FIG. 7B shows the contact member 13 being pressed such that the contact portion 13b has its almost entire bottom surface in contact with the surface 11a-1 of the terminal 11a, after a tip of the contact portion 13b has slid on the surface 11a-1 for a distance d. The distance d may be comparable with the length of the second contact portion 13b, e.g., 0<d<1.5 mm. As discussed further below, such a sliding range increases the reliability of the electrical connection.

The relative angle between the contact portions 13a and 13b decreases until the angle γ′=180−α′ as shown, where the angle α′ between the contact portion 13a and the surface 11a-1 may also have decreased, depending on the flexibility between the portion 13a and the top portion 13e of the contact member 13.

As shown earlier in FIG. 1, the width of the contact member 13 may be designed to taper down from the top portion 13e toward the contact portions 13b and 13d. For a switch assembly 10 having a width of about 12 mm and a thickness of about 9 mm, for example, the contact member 13 may be tapered down from the top portion 13e at a width of about 3.15 mm to a width of about 1.6 mm at the tip of the second contact portion 13b.

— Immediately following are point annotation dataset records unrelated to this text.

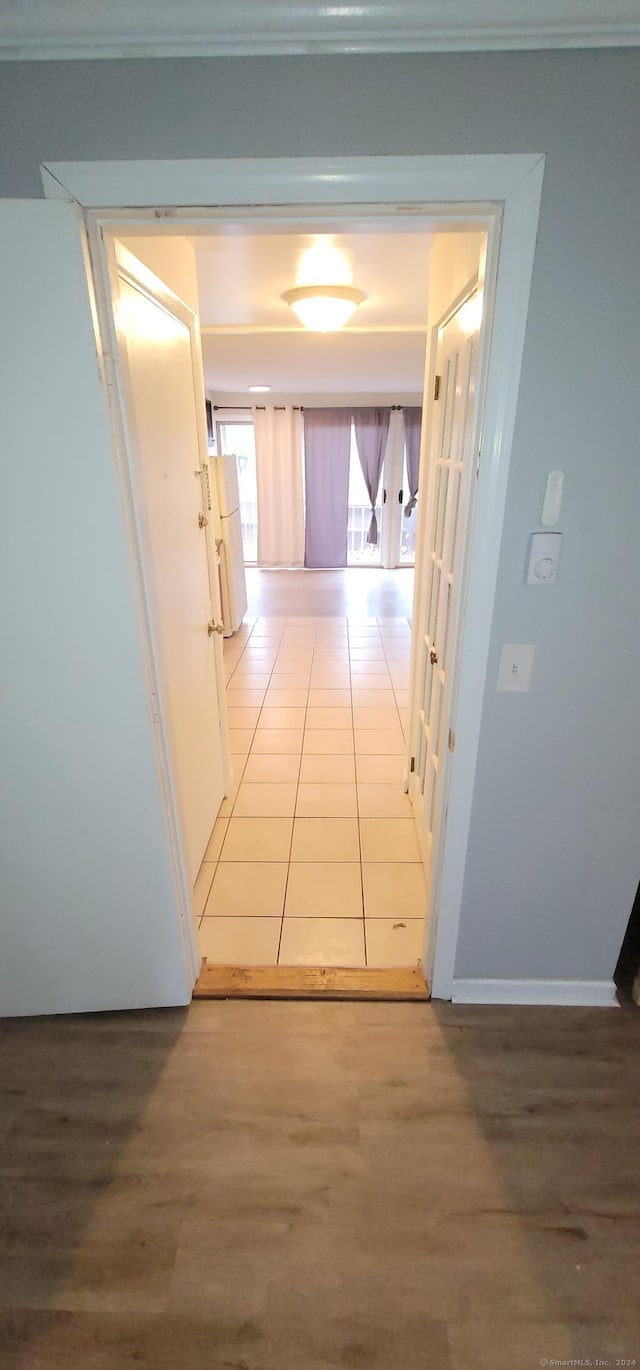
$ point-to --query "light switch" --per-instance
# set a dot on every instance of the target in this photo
(544, 555)
(515, 666)
(552, 499)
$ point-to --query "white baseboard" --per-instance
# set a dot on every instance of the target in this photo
(592, 993)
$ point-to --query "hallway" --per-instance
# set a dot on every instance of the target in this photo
(314, 859)
(358, 592)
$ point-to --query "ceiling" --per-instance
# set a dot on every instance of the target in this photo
(315, 363)
(210, 28)
(241, 277)
(251, 336)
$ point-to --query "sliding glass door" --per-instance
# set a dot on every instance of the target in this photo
(359, 552)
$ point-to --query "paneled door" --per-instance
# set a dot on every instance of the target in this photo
(163, 392)
(451, 474)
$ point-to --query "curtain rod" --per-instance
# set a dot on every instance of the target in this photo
(247, 408)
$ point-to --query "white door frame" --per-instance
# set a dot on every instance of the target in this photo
(505, 192)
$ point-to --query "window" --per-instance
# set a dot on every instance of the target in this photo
(359, 552)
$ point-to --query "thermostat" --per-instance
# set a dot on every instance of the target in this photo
(544, 555)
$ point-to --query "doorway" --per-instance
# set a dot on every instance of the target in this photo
(315, 859)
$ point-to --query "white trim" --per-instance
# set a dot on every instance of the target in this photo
(262, 182)
(245, 28)
(505, 363)
(446, 187)
(591, 993)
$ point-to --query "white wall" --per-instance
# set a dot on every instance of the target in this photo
(552, 863)
(454, 262)
(311, 402)
(88, 904)
(171, 259)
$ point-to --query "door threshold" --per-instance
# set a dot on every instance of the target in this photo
(310, 982)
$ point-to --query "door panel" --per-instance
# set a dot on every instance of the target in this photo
(457, 359)
(89, 913)
(156, 356)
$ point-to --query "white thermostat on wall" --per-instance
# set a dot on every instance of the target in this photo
(544, 555)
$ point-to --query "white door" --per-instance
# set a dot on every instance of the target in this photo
(450, 478)
(162, 382)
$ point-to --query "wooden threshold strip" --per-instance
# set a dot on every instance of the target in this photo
(309, 982)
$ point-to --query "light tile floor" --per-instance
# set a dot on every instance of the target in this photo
(314, 858)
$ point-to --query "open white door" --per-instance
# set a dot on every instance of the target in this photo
(450, 484)
(159, 365)
(93, 908)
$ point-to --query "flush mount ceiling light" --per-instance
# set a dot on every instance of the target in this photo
(324, 297)
(324, 307)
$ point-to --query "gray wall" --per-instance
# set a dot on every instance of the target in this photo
(554, 855)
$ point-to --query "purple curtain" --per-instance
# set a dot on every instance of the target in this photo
(326, 487)
(372, 429)
(413, 429)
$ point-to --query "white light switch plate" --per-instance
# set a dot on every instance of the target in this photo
(515, 666)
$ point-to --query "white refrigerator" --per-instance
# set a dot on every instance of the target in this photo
(233, 585)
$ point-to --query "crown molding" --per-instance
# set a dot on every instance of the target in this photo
(269, 28)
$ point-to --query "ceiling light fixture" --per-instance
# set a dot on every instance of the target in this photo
(324, 308)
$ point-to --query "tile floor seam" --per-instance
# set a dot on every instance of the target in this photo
(293, 825)
(358, 813)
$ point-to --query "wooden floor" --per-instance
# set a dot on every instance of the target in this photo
(306, 1187)
(358, 591)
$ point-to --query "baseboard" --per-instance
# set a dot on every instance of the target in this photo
(591, 993)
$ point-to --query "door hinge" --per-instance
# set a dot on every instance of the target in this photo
(108, 371)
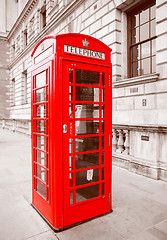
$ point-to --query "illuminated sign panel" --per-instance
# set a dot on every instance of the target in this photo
(43, 55)
(84, 52)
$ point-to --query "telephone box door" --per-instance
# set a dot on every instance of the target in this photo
(86, 141)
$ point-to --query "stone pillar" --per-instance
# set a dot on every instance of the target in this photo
(114, 140)
(120, 142)
(126, 143)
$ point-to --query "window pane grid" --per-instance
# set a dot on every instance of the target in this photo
(142, 37)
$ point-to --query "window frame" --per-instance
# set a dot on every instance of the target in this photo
(134, 10)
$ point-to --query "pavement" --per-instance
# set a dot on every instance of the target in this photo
(139, 203)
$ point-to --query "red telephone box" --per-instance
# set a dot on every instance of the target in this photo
(71, 129)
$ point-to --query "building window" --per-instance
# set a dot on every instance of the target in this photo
(25, 38)
(43, 16)
(70, 25)
(13, 93)
(142, 45)
(13, 50)
(24, 87)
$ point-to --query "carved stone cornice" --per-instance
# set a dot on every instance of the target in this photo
(22, 16)
(67, 10)
(136, 80)
(141, 128)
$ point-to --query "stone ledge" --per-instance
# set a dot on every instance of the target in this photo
(136, 167)
(136, 80)
(141, 128)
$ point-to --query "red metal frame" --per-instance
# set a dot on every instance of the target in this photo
(55, 207)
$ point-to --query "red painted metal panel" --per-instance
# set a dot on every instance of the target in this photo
(51, 170)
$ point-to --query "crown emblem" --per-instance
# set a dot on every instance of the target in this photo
(85, 43)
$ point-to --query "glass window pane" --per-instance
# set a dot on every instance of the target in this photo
(86, 144)
(153, 28)
(87, 111)
(145, 49)
(135, 35)
(85, 177)
(41, 79)
(144, 16)
(41, 173)
(144, 32)
(145, 66)
(41, 142)
(87, 94)
(41, 111)
(87, 77)
(41, 95)
(41, 188)
(41, 158)
(87, 193)
(87, 160)
(135, 69)
(135, 21)
(154, 47)
(154, 64)
(41, 126)
(86, 127)
(135, 53)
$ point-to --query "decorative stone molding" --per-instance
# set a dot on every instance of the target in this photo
(136, 80)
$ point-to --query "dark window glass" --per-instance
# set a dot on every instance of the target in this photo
(142, 47)
(83, 194)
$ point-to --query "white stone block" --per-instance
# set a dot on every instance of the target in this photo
(111, 6)
(161, 56)
(95, 8)
(125, 103)
(118, 92)
(95, 26)
(108, 18)
(145, 149)
(149, 100)
(160, 2)
(102, 12)
(161, 13)
(121, 117)
(144, 117)
(161, 27)
(114, 104)
(150, 87)
(116, 58)
(102, 32)
(161, 42)
(162, 117)
(90, 20)
(162, 101)
(85, 14)
(104, 2)
(162, 70)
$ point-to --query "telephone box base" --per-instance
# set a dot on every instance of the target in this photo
(72, 225)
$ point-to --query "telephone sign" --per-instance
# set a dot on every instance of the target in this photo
(71, 129)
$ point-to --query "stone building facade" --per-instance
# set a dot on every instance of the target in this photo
(136, 30)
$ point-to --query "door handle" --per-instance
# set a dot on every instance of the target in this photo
(64, 128)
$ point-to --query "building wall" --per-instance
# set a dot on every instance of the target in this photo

The tapered width of the contact member 13 provides a softer resilient force between the contact portions 13a and 13b as compared with the resilient force between the top portion 13e and the contact portion 13a when the contact member 13 is compressed. Thus, it is easier to bend the second contact portion 13b from the first contact portion 13a as compared with bending the first contact portion 13a from the top contact portion 13e. As illustrated in FIG. 7B, the first contact portion 13a may be bent from the top portion 13e for an angle δ, e.g., about 0°<δ<30°. Preferably δ is limited to be less than about 26.2° to avoid damages to the contact member 13. This can be achieved, for example, by stop ribs 11a-3 and 11b-3 on the terminals 11a and 11b, respectively, or by the range of the top portion 13e can travel. The change in the angle γ, i.e., γ−γ′, is larger than δ because of the less resilient force between the portions 13a and 13b as compared with that between the first portion 13a and the top portion 13e.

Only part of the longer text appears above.